Paulo Roberto Nassar, professor do Departamento de Relações Públicas, Propaganda e Turismo e co-autor do artigo
Segundo o trabalho, os velórios virtuais “oportunizaram à comunidade, aos familiares e amigos de perto e de longe se despedirem de forma segura do ente querido”. Além disso, esse modelo online também tinha o objetivo de permitir a participação de familiares que moravam longe nas cerimônias de despedida por meio das tecnologias de informação e comunicação. Além de expandir a territorialidade dos ritos, essas tecnologias também permitiram armazenar as gravações dos velórios por mais tempo, “enquanto outrora os ritos pertenciam apenas à memória daqueles que o vivenciavam e eram repassadas às gerações”.
O artigo ainda aponta que, com a realocação dos ritos do meio presencial para o virtual, o papel de condução dessas cerimônias é ampliado. O que no presencial é mais restrito aos profissionais das instituições realizadoras dos ritos, como líderes religiosos e cerimonialistas fúnebres, no online passa a ser exercido, também, pelos próprios enlutados e sua rede de apoio.
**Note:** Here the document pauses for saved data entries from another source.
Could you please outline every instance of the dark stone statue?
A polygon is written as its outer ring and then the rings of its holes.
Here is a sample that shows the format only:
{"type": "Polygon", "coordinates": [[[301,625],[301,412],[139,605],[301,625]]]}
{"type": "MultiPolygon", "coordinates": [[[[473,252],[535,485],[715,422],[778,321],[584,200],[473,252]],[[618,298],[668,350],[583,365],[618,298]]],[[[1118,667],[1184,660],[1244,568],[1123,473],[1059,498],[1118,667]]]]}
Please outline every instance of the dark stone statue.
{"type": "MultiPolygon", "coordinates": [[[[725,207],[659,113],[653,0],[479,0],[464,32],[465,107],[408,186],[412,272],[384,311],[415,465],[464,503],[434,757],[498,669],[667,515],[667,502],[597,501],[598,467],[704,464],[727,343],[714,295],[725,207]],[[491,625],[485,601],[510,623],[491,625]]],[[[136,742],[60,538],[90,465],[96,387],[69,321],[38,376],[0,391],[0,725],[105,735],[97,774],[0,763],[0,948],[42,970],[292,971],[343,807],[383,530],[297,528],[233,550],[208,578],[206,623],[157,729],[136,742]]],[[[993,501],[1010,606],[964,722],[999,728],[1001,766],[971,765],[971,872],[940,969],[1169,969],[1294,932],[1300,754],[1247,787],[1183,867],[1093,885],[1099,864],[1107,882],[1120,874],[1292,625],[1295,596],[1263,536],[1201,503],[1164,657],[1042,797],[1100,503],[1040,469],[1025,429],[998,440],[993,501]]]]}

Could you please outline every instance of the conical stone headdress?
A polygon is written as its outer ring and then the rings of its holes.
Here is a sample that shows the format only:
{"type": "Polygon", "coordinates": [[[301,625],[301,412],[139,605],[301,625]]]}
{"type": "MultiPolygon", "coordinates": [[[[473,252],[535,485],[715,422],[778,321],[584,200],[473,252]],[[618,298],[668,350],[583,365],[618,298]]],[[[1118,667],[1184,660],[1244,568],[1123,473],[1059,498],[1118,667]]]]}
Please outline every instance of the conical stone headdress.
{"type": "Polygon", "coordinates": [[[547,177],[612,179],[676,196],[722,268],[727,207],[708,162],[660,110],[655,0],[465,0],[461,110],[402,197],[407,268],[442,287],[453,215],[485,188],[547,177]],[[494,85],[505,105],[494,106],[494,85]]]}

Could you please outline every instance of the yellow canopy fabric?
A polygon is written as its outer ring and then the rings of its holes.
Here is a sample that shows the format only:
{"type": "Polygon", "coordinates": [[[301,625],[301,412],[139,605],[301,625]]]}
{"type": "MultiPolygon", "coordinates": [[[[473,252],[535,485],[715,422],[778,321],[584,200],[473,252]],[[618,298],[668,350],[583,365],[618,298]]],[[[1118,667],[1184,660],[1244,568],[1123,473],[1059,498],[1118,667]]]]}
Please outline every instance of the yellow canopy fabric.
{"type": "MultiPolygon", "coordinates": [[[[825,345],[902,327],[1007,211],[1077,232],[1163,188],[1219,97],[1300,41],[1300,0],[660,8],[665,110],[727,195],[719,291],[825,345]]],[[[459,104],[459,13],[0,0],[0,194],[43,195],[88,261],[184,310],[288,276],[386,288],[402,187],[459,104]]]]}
Revista Ciência e Saúde Coletiva
A Revista Ciência e Saúde Coletiva é um periódico organizado pela Associação Brasileira de Saúde Coletiva (Abrasco) e atualmente é a maior revista científica do Brasil, segundo ranking do Google Acadêmico. Desde 1996, a revista publica textos relacionados às temáticas de alimentação, saúde mental e outros temas relevantes à saúde pública, bem como à demografia de doenças e transtornos de saúde no Brasil.